Как мы пишем. Писатели о литературе, о времени, о себе - стр. 68
…Сейчас, на пороге семидесятилетия, я удивляюсь, как много я прожил до тридцати семи и как много у меня переиздавалось книг после пятидесяти. Сорок лет я писал в среднем по одной книге в полтора года, ничем больше не занимаясь. Но когда два десятка твоих книг в разных обложках стоят в магазине рядом, ловишь себя на пожелании английского кровельщика, пролетающего мимо седьмого этажа: «Господи, хоть бы это подольше не кончалось».
Судьба одарила меня высшими наградами. Когда на встречу с автором приходит издательский корректор, или таможенник ночью в поезде бросает обход, садится напротив и говорит, как ему помогла твоя книга, или книжные лотошники на Трех Вокзалах (тогда еще не уничтожили книготорговлю) сбегаются все за автографом, мешая с другом выпить пива, – остается сказать спасибо Наверх.
Это был он, законодатель жизни юных лет наших, Хемингуэй: «И именно потому, что писать хорошо трудно, так невыразимо трудно, награда, когда она приходит, бывает очень велика».
Всю жизнь я делал что хотел, избегая вообще соприкасаться с тем, что «надо», – процентов на 95. Привет Эмерсону: «Нужно что-то – возьми и уплати положенную цену».
2001–2012 годы были Золотым Веком нашего книгоиздательства. Российское книгоиздательство было лучшим в мире. Нигде элитная и массовая книга не издавалась так хорошо, так быстро, и забивала тиражами от полумиллионных до полутысячных все щели спроса, и не стоила так сравнительно недорого.
Мы вступили в тяжелый, страшный, чреватый катастрофическими переменами период. Российская ментальность – где даже в литературе не стыдятся травить инакомыслящих и категорично превозносить своих – гарантирует авторитарное самоустройство государства, какими бы оптимистичными ни были переходные периоды между культами. А на Западе левацкий либерал-социалистический истеблишмент не желает понимать, что строит будущий «англсоц», ГУЛАГ и Кубинскую модель.
Да – Искусственный Интеллект все полнее заместит наш, киберы всех видов все полнее заместят нас на рабочих местах, кочевая элита будет править глобальным миром, а массы плебса без разницы между расами, полами и интеллектами будут вымирающими, ненужными нахлебниками.

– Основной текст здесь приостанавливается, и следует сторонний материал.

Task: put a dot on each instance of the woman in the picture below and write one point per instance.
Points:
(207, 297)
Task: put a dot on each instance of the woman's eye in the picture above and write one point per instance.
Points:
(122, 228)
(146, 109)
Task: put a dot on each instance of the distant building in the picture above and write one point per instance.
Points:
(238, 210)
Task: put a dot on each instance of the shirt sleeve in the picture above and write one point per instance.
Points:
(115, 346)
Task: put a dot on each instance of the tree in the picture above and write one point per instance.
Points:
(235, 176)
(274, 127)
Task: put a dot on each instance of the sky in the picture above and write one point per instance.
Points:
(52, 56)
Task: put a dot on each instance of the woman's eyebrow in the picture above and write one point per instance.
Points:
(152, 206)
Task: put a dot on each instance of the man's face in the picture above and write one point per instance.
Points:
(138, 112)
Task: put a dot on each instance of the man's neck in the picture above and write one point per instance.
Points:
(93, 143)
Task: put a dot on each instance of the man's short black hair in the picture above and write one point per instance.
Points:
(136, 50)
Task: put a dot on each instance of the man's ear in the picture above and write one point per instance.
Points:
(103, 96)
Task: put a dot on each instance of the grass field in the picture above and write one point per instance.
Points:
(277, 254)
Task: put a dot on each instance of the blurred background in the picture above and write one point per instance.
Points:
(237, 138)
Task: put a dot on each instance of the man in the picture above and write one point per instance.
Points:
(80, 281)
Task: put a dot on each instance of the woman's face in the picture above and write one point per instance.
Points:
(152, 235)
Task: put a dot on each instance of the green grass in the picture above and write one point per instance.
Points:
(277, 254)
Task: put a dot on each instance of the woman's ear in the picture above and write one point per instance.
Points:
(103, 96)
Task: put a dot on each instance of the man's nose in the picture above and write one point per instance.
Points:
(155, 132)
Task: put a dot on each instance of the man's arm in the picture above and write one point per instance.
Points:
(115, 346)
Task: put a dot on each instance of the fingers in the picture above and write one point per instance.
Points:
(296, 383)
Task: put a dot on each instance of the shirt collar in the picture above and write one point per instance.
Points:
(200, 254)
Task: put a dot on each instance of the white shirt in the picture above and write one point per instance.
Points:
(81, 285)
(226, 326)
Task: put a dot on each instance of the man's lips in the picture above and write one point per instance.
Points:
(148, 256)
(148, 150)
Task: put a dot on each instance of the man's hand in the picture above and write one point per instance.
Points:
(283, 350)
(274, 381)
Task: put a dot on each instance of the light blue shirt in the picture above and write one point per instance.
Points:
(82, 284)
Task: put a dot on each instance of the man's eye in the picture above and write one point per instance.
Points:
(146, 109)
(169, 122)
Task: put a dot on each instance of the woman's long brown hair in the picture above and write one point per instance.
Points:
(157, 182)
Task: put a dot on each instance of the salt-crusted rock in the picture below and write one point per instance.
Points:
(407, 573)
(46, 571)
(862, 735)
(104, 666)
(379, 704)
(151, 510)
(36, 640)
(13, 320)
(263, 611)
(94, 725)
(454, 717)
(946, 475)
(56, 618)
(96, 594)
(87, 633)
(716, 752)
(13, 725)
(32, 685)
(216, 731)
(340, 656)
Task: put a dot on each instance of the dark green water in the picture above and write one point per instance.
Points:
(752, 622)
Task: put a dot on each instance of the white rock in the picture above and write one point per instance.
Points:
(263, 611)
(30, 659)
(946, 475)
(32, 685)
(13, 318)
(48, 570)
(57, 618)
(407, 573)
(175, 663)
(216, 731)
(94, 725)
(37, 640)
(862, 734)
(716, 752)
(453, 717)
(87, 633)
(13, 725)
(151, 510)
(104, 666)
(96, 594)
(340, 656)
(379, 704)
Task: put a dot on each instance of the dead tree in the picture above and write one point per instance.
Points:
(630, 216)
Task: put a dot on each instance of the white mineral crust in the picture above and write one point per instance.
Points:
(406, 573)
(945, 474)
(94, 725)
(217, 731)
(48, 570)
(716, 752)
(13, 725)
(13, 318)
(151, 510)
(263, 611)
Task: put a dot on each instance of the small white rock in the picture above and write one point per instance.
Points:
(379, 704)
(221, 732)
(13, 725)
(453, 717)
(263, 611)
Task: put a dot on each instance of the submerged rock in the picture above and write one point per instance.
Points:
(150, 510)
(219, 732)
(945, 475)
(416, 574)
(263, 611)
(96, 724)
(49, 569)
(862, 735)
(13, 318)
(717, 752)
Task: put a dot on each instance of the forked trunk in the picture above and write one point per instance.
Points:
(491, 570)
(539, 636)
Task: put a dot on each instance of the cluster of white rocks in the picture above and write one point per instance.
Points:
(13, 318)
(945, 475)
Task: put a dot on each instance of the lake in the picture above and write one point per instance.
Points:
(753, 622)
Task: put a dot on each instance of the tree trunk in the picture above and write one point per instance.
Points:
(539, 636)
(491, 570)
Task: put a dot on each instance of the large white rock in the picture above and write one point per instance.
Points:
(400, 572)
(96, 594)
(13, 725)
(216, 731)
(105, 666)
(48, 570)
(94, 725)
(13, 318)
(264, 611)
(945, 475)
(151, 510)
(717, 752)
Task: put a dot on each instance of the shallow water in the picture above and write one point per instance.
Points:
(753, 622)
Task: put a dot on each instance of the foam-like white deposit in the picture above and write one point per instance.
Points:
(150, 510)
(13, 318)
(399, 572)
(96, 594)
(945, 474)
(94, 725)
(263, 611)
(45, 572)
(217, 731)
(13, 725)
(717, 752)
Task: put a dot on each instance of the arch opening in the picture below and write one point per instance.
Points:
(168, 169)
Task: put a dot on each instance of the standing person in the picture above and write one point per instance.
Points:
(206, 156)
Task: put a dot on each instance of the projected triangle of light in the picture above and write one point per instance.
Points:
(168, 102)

И все, что нам остается, – это как всегда. Писать максимально хорошо, даже если не прочтет вообще никто. Думать только честно, как бы тяжело это ни было. Говорить только правду, всю правду, и ничего, кроме правды. Быть верным себе и своему делу, чем бы это ни грозило.
Да, я понимаю: пафос, патетика, выспренность и высокий штиль. Но время всеохватной иронии кончилось, и время игры в бисер тоже. Наступил страшный век конца нашей цивилизации. В начале ее было Слово, и кроме тебя некому будет за него ответить.